Columnar or Fastigiate trees
To the botanist, the word fastigiate means ‘with parallel, erect, clustered branches’. It has become more widely used in a more generalized sense for trees with narrow crowns. All those mentioned are derived from natural sports and do not come true from seed (if that is produced). They are propagated as cultivars. They generally need careful pruning when young to ensure the necessary erect growth.

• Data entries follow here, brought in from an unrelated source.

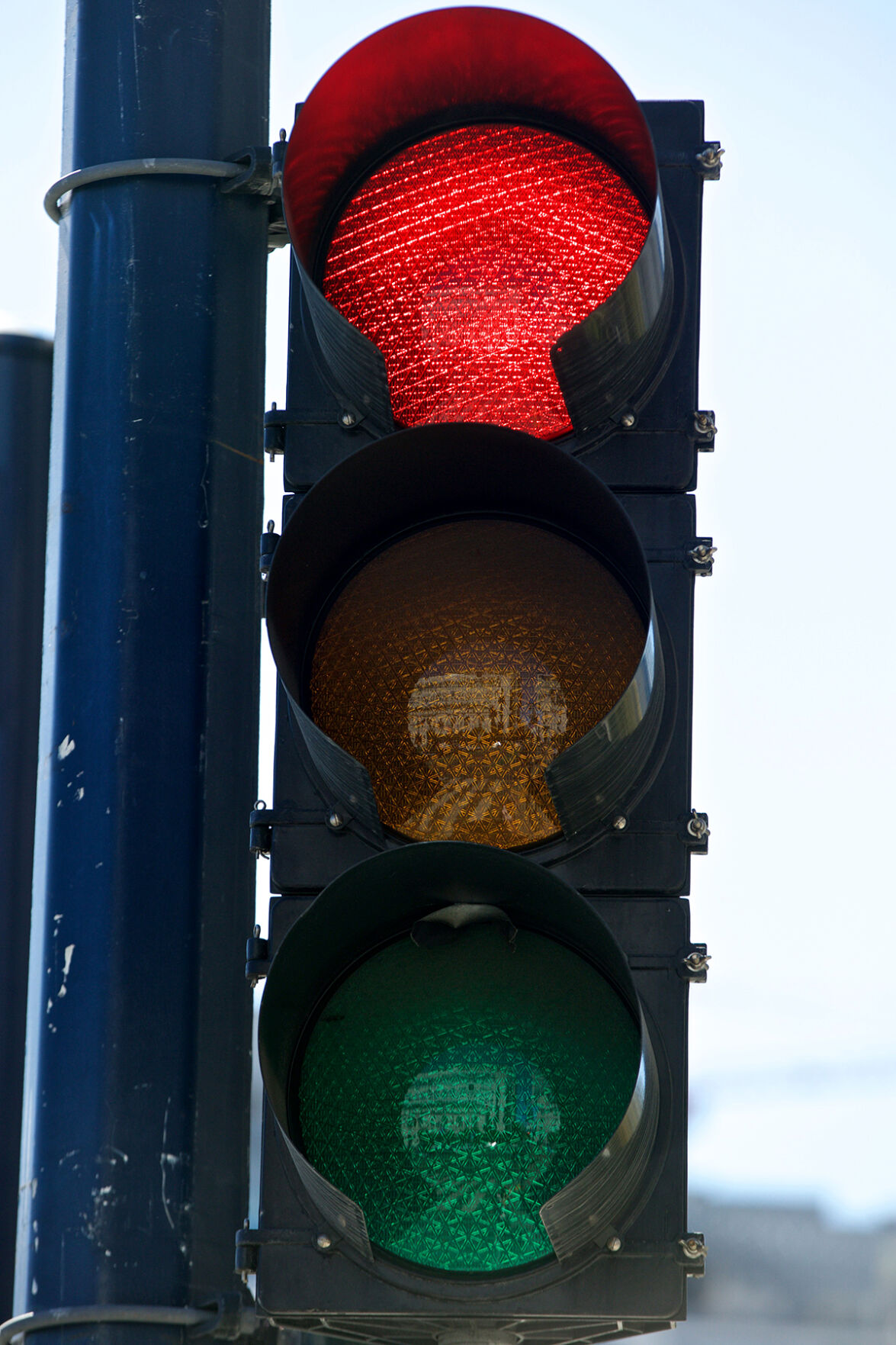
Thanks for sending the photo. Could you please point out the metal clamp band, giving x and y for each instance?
(146, 167)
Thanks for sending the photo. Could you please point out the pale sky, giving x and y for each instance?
(794, 1036)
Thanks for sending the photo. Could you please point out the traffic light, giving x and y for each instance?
(473, 1033)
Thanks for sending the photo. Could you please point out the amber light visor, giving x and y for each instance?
(505, 312)
(503, 681)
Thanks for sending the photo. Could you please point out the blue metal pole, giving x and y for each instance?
(26, 372)
(136, 1119)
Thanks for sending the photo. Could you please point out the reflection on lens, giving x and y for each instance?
(459, 662)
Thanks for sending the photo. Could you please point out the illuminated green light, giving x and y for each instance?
(452, 1089)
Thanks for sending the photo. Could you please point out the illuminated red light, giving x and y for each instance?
(466, 256)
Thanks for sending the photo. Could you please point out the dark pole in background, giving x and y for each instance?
(136, 1122)
(26, 372)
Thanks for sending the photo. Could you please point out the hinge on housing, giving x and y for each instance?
(700, 557)
(709, 160)
(692, 1253)
(278, 420)
(257, 958)
(268, 546)
(692, 962)
(705, 428)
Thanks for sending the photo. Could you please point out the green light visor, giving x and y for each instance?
(455, 1052)
(452, 1089)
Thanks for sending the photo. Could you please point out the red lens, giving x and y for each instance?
(466, 257)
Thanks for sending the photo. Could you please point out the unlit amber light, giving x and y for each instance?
(456, 666)
(467, 256)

Their placing needs great care, as they inevitably have an unnatural look. Fastigiate conifers accord well when planted in the regular pattern of formal gardens-the use of the true cypress in the great Italian gardens of the Renaissance. Fastigiate trees can be skilfully used, too, for adding a steadying vertical element to a steeply sloping site. The planting of a ‘pair one on either side of the introduction to a vista can be very effective. Some of the less erect-growing are excellent for planting in narrow roads, or, for example, at thecentere of a lawn where space is limited.
ACER SACCHARINUM PYRAMIDALE An upright form of the silver maple, useful for street planting.
BETULA PENDULA FASTIGIATA This is an erect, slow-growing form of the common birch, resembling an erect besom.
CARPINUS BETULUS FASTIGIATA This is a valuable pyramidal rather than truly fastigiate cultivar of the hornbeam.
CRATAEGUS MONOGYNA STRICTA This has a narrow, erect-growing crown.
FAGUS SYLVATICA FASTIGIATA
The Dawyck beech is a good erect tree.
LABURNUM ANAGYROIDES PYRAMIDALIS This is an upright laburnum.
LIRIODENDRON TULIPIFERA FASTIGIATUM
A narrow-growing form of the tulip tree.
MALUS HUPEHENSIS ROBUSTA This has large white flowers and fairly erect growth. M. prunifolia fastigiata,the fastigiate Siberian crab.